SSL + HAProxy + ISPConfig

Discussion in 'ISPConfig 3 Priority Support' started by BobGeorge, Jul 31, 2017.

  1. BobGeorge

    BobGeorge Member

    I've got two "frontend" nodes that do load balancing with HAProxy and they send HTTP (port 80) requests onto the web servers (which are mirrored and get the website data from a shared storage server, as covered in the other threads I've posted). This works fine.

    But I'm now confused as to how to handle HTTPS (port 443) requests.

    I'd, of course, want SNI enabled, so that different websites can have their own separate SSL certificates.

    The problem is that if I do SSL termination at HAProxy, then it needs access to all the SSL certificates (and an understanding of SNI to use the correct certificates, according to which virtual host is being accessed). If that's even possible. I don't know.

    Or I could do SSL passthrough instead, but then HAProxy can't actually read the request - as it's encrypted, of course, and you pass it on as "tcp" and not "http" - so how do I pass on the original IP to the web server? With HTTP, I add the "Forwarded-For" header and Apache is configured with "remoteip", so HAProxy passes on the original IP address. But, with SSL, HAProxy can't access the headers to be able to add the extra information.

    Also, on a different note, I'd like to have it that requests for "admin.domain.tld" would be invisibly redirected to "domain.tld:8080", so that the link to the ISPConfig interface is more human-friendly for my users. Rewrite? Redirect? How best to handle that?
     
  2. BobGeorge

    BobGeorge Member

    On further thought, it's not just SSL that poses a problem. Load balancing FTP is an even bigger nightmare.

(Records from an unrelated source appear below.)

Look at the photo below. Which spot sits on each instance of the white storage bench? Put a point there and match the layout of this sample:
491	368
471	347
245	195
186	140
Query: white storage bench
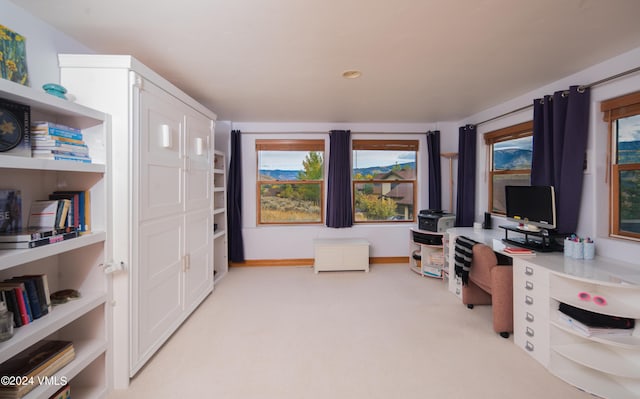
341	254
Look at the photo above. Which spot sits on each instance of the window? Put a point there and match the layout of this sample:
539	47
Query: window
509	152
623	116
384	180
290	185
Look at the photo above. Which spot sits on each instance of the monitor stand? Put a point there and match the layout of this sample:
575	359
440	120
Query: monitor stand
529	227
541	240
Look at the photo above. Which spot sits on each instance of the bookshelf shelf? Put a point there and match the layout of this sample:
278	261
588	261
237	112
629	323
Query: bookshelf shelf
13	257
39	329
13	162
85	353
68	264
220	261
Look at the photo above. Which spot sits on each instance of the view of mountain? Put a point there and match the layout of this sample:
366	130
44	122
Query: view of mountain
512	158
506	158
629	151
279	174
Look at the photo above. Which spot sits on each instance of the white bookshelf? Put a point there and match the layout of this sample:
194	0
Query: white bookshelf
76	263
220	250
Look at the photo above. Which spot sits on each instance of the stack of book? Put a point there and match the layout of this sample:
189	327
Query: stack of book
65	215
27	297
590	324
35	366
54	141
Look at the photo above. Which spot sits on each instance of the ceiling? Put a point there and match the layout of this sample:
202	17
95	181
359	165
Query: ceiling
421	60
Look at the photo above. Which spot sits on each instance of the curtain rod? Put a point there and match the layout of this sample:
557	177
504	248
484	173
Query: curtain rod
596	83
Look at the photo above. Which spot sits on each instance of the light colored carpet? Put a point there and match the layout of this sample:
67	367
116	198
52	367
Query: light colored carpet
285	332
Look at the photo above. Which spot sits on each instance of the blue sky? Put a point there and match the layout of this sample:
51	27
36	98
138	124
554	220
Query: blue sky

    I'm now considering that though HAProxy is great for HTTP traffic, it's not so great when we go beyond that. And, really, the reason I went for HAProxy was simply because of wanting persistence for session cookies.

    So I'm now looking at perhaps changing things to use LVS-NAT for the load balancing instead. It has to be NAT-based, as only the "frontend" nodes can be addressed by the outside Internet.

    LVS is only layer 4, not layer 7, but there is a persistence switch that can be applied, where it'll route to the same server it chose first (while the connection is open or within a timeout period thereafter). Another advantage is that LVS is part of the kernel, so its performance ought to be better than user mode HAProxy too.

    Persistence is the issue, really. Session cookies, SSL also needs to connect to the same server every time as it's the only one that knows how to unencrypt communications, active FTP needs a kind of persistence too (in keeping track of the chosen random high port - the FTP protocol really is a pain for this sort of thing and I'm still not entirely sure how to make it actually work, but I'm more hopeful LVS can at least do it, where HAProxy seems very poorly equipped for FTP and requires tricks like different port ranges, which all seems a bit ugly to me). But if LVS-NAT can deliver that persistence, even if it is layer 4, I should be okay, yes?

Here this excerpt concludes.